Eine ernsthafte Verpflichtung
Nun fasse ich uns an die eigene Nase: Bei Reiseberichten dieser Zeitung ist wiederkehrend zu lesen: „Hinweis der Redaktion: Unsere Autoren reisen gelegentlich mit Unterstützung von Fremdenverkehrsämtern und Tourismusunternehmen.“ Diesen unzureichenden Hinweis missbillige ich schon als Leseranwalt, bevor es der Presserat tun muss. „Gelegentlich“ sagt nichts über die Reise, die dem jeweils vorliegenden Bericht zugrunde liegt. Da besteht für Autoren die ernsthafte Verpflichtung, künftig mehr Transparenz, das heißt Klarheit für die Leserschaft zu schaffen.

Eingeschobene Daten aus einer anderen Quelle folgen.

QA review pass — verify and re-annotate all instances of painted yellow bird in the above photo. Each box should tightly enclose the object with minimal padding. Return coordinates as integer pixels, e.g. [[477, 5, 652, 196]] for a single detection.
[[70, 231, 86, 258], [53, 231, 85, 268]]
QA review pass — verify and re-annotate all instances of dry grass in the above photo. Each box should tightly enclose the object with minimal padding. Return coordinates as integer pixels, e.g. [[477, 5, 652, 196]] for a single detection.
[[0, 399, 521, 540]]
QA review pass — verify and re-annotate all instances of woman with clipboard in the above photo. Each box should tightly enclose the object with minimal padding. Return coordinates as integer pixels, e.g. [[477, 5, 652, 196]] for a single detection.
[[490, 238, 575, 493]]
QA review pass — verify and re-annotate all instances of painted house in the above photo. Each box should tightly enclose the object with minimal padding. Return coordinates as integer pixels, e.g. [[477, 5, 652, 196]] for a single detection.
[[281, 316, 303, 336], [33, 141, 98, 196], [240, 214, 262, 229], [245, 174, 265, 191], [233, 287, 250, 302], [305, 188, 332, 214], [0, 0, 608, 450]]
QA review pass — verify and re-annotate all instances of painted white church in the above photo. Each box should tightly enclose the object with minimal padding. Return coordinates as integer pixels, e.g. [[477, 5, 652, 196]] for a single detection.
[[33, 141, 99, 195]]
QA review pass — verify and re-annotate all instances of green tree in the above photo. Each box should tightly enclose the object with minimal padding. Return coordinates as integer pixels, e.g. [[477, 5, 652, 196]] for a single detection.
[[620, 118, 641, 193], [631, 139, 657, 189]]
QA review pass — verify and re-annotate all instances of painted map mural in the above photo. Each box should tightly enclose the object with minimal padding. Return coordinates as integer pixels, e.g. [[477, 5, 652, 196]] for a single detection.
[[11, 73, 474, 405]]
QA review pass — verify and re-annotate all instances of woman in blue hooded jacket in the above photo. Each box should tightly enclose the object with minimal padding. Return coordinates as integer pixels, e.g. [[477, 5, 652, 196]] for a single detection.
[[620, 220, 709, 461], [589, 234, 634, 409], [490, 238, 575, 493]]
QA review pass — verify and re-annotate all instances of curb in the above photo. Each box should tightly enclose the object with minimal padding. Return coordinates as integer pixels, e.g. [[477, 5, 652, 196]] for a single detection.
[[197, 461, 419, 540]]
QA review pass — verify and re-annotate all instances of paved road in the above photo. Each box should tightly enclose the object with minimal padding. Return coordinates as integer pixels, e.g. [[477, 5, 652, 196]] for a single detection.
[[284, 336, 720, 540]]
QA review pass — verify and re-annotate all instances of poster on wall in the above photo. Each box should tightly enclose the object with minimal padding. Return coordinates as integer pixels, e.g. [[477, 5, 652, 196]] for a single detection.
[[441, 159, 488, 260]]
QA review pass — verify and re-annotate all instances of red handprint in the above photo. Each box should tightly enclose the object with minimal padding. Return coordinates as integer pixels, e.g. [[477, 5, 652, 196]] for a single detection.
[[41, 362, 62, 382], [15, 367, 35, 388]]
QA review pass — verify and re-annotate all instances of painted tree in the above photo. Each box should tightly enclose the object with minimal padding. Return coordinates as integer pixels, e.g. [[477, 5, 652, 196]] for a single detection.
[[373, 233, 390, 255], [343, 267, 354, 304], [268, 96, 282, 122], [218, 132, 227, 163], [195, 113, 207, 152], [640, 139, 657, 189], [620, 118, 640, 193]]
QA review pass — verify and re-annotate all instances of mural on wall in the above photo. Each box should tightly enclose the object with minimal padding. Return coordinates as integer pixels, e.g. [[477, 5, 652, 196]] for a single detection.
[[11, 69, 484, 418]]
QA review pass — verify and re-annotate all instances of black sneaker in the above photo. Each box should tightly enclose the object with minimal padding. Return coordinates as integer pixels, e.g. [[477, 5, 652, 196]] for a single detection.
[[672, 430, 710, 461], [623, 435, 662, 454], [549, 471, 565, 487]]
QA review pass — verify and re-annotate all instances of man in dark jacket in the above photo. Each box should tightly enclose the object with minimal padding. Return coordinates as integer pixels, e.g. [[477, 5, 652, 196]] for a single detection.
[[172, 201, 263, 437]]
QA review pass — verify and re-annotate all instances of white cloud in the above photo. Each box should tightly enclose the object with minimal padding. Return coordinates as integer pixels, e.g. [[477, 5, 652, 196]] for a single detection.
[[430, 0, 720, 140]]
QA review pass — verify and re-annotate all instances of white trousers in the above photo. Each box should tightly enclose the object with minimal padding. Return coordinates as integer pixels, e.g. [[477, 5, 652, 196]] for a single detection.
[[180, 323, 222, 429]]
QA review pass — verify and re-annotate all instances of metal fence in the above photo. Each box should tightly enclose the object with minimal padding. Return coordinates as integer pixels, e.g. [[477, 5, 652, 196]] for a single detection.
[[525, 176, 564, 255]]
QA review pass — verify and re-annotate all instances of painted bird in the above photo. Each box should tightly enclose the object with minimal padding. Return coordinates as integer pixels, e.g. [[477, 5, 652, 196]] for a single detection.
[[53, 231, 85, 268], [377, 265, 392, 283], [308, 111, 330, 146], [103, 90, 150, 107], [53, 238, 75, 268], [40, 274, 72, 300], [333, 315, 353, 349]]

Von dieser Transparenz, die der Pressekodex fordert, befreit auch nicht der Satz in den journalistischen Leitlinien der Main-Post-Redaktionen, den man auf Seite 24 unter Punkt 16 "Vergünstigungen" findet: "Unproblematisch sind Leistungen Dritter, die allen Medien zugute kommen und die branchenüblich akzeptiert werden, solange die Unabhängigkeit der Berichterstattung nicht in Frage gestellt ist. Also zum Beispiel Essen und Give-Aways anlässlich von Pressekonferenzen, vom Organisator bezahlte Journalistenausflüge zum Besuch eines Schauplatzes, Einladungen zu Premieren und Promiveranstaltungen etc."
Beispielberichte online: Montenegro: Land der Buchten und Schluchten (unzureichender Hinweis)
oder: "Algarve, naturnah Wandern in der Windersonne" (kein Hinweis).
Nachtrag: Der soll nicht ablenken. Aber auch die Redaktion der Süddeutschen Zeitung glänzt im Hinblick auf Ziffer 15 (Pressekodex) nicht gerade durch Transparenz. Hier lese ich am 23.1.20 nach vier größeren Reiseberichten: "Hinweis der Redaktion: Die Recherchereisen für diese Ausgabe wurden zum Teil unterstützt von Veranstaltern, Hotels, Fluglinien und/oder Tourismus-Agenturen." Hier entsteht - wie auch in der Main-Post - zudem der Eindruck, dass die Reisen auf Initiative der Redaktion unternommen worden sind. Wenn aber Einladungen von Veranstaltern vorausgegangen sein sollten, wäre das eine wesentliche Information für die Leserschaft.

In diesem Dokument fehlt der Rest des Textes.